When Yazid I succeeded his father Muawiya I as caliph, the move was opposed by the Ansar. The Ansar were the early supporters of Muhammad from Medina and this group had included Abd Allah's father. Abd Allah was part of a delegation from Medina sent by the Umayyad governor of the city, Uthman ibn Muhammad ibn Abi Sufyan, with the aim of reconciling with Yazid in the Umayyad capital, Damascus. Despite the warm reception, the delegation left Damascus with the conviction that Yazid was unfit to be caliph. Abd Allah was the most vocal in his criticism and was chosen by the Ansar to be their leader. Meanwhile, the Quraysh of Medina, who also opposed Yazid, chose Abd Allah ibn Muti as the leader of their faction.

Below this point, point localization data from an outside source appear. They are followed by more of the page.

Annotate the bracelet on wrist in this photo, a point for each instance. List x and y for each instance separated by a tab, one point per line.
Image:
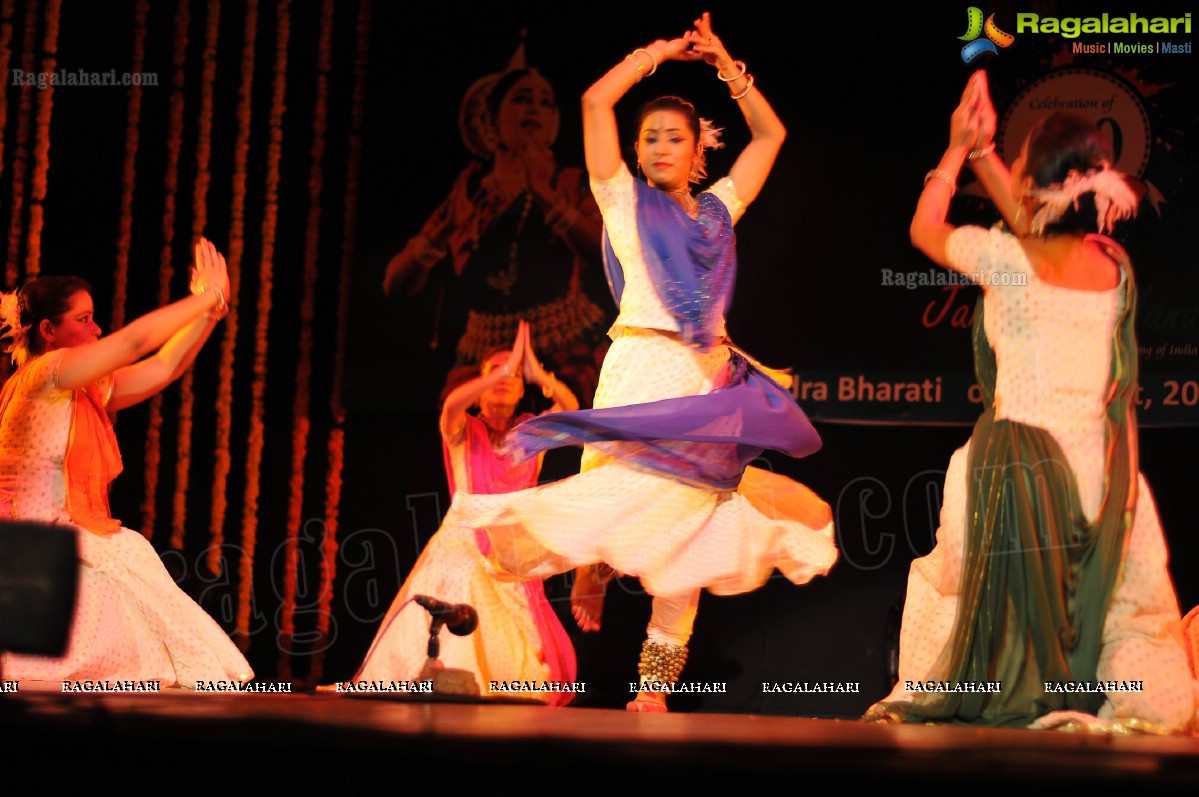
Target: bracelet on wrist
743	92
944	177
981	152
740	65
221	308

Together, the Ansar and Quraysh drove out the Umayyads from Medina, prompting Yazid to dispatch an army led by Muslim ibn Uqba to bring the city into submission. The army, composed of the Arab tribesmen of Syria, took up strategic positions in the Harrah just east of Medina where they were met by the Ansar led by Abd Allah. During the ensuing battle, the Ansar of Medina were defeated and Abd Allah was slain. According to historians Ch. Pellat and K. V. Zettersteen, Abd Allah fought with "remarkable bravery ... but finally fell under the blows of the Syrians". Eight of his sons were also slain. His body was subsequently decapitated and his head was given to Ibn Uqba. The two soldiers credited with his death were rewarded by Yazid.